Although total Latin American trade volumes slipped 3% year over year to 303,935 TEUs in 2022, it’s still far away from the 257,262 TEUs in 2018. During the same period, there has been a 58% jump in shipments of perishables to and from Latin America, and is expected to continue with more services being added.
The US Southeast, amongst other regions, is benefiting from Latin America’s increased demand for fresh produce and other perishables, and a rapidly growing population. According to PIERS, refrigerated containerized imports from 2020 to 2022 rose 23.5% in comparison to the 11.6% national growth rate during the same period.

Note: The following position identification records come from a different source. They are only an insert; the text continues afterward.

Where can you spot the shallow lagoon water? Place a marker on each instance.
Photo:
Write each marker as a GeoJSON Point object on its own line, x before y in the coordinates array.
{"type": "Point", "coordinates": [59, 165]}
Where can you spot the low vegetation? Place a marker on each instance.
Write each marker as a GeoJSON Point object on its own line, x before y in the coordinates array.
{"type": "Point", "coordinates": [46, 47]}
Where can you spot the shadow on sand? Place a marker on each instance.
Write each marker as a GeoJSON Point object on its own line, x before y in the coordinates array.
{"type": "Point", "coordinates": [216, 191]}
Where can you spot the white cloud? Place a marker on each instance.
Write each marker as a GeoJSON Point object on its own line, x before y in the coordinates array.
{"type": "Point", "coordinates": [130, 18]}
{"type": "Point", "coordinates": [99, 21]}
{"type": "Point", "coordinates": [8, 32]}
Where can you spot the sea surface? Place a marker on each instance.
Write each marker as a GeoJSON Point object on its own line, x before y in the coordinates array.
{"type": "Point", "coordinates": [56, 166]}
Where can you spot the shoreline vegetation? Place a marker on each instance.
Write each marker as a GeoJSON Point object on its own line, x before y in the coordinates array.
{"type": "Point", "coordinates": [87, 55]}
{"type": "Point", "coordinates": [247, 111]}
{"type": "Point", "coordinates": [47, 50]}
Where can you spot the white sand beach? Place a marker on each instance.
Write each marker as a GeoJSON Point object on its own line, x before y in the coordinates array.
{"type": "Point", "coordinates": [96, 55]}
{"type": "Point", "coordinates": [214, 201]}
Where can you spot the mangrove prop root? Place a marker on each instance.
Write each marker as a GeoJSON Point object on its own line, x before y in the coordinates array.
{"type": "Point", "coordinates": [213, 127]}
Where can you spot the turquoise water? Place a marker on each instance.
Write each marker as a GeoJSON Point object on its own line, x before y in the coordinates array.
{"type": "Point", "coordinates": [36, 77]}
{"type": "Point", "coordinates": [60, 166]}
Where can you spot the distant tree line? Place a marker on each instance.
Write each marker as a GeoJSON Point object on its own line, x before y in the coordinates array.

Transiphment ports in Panama are also benefitting from the increase in cargo.
Tentative Deal
Last week saw an intense period of time for the ILWU and PMA.
There was a self-imposed 72 hours to reach an agreement before employers coastwide would begin lockouts or strikes. At the same time, job actions were taking place up and down the coast.
US Labor Secretary nominee Julie Su flew out to California to help facilitate a deal and remained there until an agreement was reached.
Ports are now running as usual.
Contract Terms
A 32% salary increase over the lifetime of the contract was secured for West Coast longshore workers. In the first year, workers will receive a $4.62-per-hour wage increase followed by a $2 increase for the remainder of the contract. The wage increase will be paid retroactively to the expiry date of the last contract.
On top of that, a $70 million bonus will be divided equally amongst ILWU members for their hard work during the pandemic.
This wage increase is a big jump from the usual $0.50-$1.50 per year awarded by the PMA.
However, they didn’t lock in the extra manning requested for certain cargo-handling equipment at conventional terminals.
The ratification process has now begun. Every organization will have a discussion between its leaders and members. Once that’s complete, the PMA and the ILWU will vote to ratify the deal. This process usually takes three months which means the deal won’t be finalized until early fall.